Band Assisted Chin Ups
Chin-ups can be a difficult movement for people who lack upper body strength or are just starting out.
This variation involves the use of a large band to support your weight and therefore make the movement more manageable.
It allows you to build your upper body strength. You can then move on to the classic chin-up when your muscles are strong enough.
Secure a large elastic resistance band on the pull-up bar. Place your foot in the loop of the band and pull your body up like with the classic chin-up.
The band gives you an extra boost to make the chin-up easier while allowing you to strengthen the muscles in your upper back and arms.
Elastic Band Resistance Pulldowns
These are a popular lat pulldown alternative. The elastic bands can help you mimic different variations of the lat pulldown.
Secure the bands to the top of the door. Some bands come with an anchor for this.
Alternatively, tie the midpoint of the band into a knot and shut it into the top of the door. Stand facing the door with a handle of the band in each hand.
Both hands should be extended up toward where the band is anchored. Step back until there is tension in the band.
Pull your hands down to your hips. Let your elbows lead placing the emphasis on the muscles in your back.
You can increase the challenge by increasing the tension on the bands or using a heavier band. You can also perform the exercise while seated or kneeling.
If you have a pair of dumbells or a barbell, you can work your lats and some of the other pulling muscles in your back and arms with bent-over rows.
You’ll also be working your core as a bonus with this movement.
Hold a barbell or dumbells in front of you and stand with your feet shoulder width apart. Hinge forward from your hips and bend your knees slightly for stability.
Keep your back flat, chest forward and shoulders back. Extend both arms out and let the weight hang down.
Pull both weight up to chest level leading with your elbows. Stop the motion when the elbows are above the plane of your torso.
Lower the weights back to starting position to complete a repetition.

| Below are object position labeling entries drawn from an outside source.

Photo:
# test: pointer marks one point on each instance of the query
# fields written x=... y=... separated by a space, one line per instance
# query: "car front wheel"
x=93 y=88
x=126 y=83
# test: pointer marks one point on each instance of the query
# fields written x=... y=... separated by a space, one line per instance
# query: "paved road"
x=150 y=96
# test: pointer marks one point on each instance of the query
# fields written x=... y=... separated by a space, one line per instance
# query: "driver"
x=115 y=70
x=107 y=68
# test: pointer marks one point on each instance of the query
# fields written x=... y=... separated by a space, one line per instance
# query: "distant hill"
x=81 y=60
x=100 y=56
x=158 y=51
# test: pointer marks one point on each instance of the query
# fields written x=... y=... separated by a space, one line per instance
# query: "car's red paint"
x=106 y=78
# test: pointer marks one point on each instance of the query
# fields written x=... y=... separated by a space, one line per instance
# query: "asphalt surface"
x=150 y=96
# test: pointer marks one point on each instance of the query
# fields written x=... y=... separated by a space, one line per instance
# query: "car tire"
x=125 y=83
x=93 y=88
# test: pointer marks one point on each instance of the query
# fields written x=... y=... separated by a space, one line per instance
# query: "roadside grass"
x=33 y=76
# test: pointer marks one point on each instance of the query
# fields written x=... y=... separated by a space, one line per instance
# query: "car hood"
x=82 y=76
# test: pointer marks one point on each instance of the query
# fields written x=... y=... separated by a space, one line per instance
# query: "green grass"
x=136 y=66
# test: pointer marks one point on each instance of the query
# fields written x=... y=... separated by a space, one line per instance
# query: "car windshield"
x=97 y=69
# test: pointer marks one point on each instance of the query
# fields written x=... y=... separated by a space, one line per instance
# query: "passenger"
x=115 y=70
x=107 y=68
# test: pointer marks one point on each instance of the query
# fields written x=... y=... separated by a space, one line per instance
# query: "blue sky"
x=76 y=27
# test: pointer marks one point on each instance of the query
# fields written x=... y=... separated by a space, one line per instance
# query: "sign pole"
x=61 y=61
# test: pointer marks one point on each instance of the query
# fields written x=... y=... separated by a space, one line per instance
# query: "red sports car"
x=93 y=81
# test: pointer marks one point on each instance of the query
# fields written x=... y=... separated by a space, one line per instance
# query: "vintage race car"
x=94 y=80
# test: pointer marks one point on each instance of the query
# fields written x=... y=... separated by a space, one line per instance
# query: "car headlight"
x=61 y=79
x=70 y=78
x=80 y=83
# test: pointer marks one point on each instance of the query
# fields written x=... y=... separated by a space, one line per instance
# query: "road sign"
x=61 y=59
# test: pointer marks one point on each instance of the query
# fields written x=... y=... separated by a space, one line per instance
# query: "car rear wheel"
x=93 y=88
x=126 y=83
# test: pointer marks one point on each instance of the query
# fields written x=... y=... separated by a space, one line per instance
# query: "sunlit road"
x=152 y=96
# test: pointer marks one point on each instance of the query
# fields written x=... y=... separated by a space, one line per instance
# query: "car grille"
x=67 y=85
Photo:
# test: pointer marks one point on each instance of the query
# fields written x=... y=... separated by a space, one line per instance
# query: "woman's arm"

This should be a smooth motion.
The arms should stay close to the body throughout the movement.
This exercise is excellent for strengthening the muscles in the upper back. You only need an exercise band meaning you can do this movement anytime and anywhere.
Stand with your feet shoulder width apart for support. Hold the exercise band with both arms up and extended in front of you at shoulder height.
Grip the band with your palms facing down.
Keep your core tight, shoulders up and chest out. Pull the band out by extending the arms to either side.
Your arms should be fully extended out on either side of your body at the end of the movement. Return your arms to starting position to complete a rep.
You can increase the challenge by using heavier and thicker resistance bands.
You can also put more emphasis on muscle contraction by holding for a few seconds when the band is fully extended.
There’s no excuse for not getting a good upper body workout.
With these lat pulldown alternative exercises, you can strengthen and sculpt your back in the comfort of your home.